Timeouts on Apache and PHP downloads

I run a website which sells audio downloads for doctors. At present when a customer buys a podcast he/she is shown a direct HTML link to start the download. The link points to a ZIP file which can be 1Gb in size. One question I ask is, why can the download operate successfully for perhaps some hours when the Apache server has a timeout of perhaps a few mins? I presume this timeout is for the server to process the GET request and to sent the resultant output to the browser via an output buffer. Perhaps there is no timeout for the buffer to be transmitted to the user. Am I correct?

My second question is about PHP timeouts. I’m not keen on an HTML direct link to a download as if the URL became known to other users they could download for free. A solution could be to use a PHP script to transfer the download file by sending the appropriate headers then, say, an ‘echo’ of a variable preloaded with the download data. My question is whether the timeouts in the php.ini file would effect the download. These are usually 30 secs for the script to complete. So, is the script running during the download? Alternatively does the script complete quickly and put the download data into a PHP output buffer. If the latter, is there any timeout for the buffer to empty?

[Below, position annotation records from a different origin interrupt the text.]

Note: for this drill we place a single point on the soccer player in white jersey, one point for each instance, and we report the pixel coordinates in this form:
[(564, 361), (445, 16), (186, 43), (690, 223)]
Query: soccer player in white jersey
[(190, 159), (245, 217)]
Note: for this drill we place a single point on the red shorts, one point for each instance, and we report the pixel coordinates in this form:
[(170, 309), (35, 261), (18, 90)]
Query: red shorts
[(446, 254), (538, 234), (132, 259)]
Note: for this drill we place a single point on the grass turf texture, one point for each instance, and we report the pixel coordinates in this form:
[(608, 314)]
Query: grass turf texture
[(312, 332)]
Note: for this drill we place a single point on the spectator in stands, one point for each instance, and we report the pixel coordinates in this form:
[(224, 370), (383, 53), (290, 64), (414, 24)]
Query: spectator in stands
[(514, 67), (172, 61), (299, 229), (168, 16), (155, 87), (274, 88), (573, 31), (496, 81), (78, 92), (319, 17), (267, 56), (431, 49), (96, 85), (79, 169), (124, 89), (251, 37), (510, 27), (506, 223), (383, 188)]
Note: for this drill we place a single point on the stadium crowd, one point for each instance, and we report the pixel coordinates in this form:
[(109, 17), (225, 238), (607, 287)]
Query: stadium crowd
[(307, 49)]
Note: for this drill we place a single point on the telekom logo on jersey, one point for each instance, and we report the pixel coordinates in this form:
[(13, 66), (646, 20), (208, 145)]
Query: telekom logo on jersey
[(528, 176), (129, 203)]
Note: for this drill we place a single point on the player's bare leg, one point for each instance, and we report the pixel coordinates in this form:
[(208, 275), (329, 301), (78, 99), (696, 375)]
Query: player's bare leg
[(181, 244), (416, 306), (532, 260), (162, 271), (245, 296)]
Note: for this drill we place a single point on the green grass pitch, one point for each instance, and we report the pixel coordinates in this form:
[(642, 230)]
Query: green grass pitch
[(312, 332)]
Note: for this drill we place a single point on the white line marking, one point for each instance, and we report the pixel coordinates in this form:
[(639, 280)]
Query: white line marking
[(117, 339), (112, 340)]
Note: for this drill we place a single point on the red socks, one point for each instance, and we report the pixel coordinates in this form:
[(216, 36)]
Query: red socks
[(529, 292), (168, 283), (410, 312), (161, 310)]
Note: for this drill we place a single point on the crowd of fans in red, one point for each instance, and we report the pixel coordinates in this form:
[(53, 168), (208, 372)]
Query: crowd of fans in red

I presume I’d have to set a large value for the ‘memory_limit’ in php.ini (128Mb by default) to allow for the size of the 1Gb download.

Hi Mike,

I host a client’s “radio journals” (I won’t identify here - PM if you want to see them in action) in which 28Mb audio files are served regularly. That’s a far cry from 1Gb, however, once the “streaming” link is established, neither Apache nor PHP is involved - only the script which is playing the audio file. Downloads are the same; once started, the browser is acting like an FTP client (some with the ability to “resume” which is very important with files of this size).

Think “out-of-the-box” recommendation: A 1Gb file seems ridiculous even with today’s technology. Wouldn’t it be better to put the file on a DVD (where you should be able to add copy protection - a simple “corrupted file” should suffice for the disk) and mail it? Even with an ADSL 2+ connection, it takes something approaching forever for me to download 150Mb - 300Mb video files of TV shows! More often than not, the link simply dies and the download is lost; it would be far worse with your 1,000Mb file!

Regards,

DK

Thanks for your help and your comments were very useful. Our downloads are worldwide so postage is not an option. In any case most downloads are done in 2 hours or so and we don’t get complains about download times.

Mike,

No problem. If your downloads are going through in 2 hours, it’s obviously not a PHP/Apache problem. Your clients are linking to the download and only the end-to-end bandwidth should be a problem.

Having said that, though, one client of mine does get an occasional complaint about slow downloads (to OK from GA) and I suspect that there are too many simultaneous requests for the same file. Since your file is so large, may I suggest that you have it at a couple of hosts and rotate your links accordingly?

Regards,

DK

If it’s applicable, I’d avoid shared hosting for this sort of thing primarily because on a heavily contended server, long running apache threads/processes can end up getting killed due to other resource use on the server. There is also the issue as David mentioned of contention of bandwidth. You could use a CDN that has an authentication API such as amazon s3 to create single use or time limited download links, and have good resilience and reliability with reasonable cost.

You could always split your 1gb file into presumably what are individual podcast episodes? Not all of your customers will have the fastest broadband and this may be more manageable for them.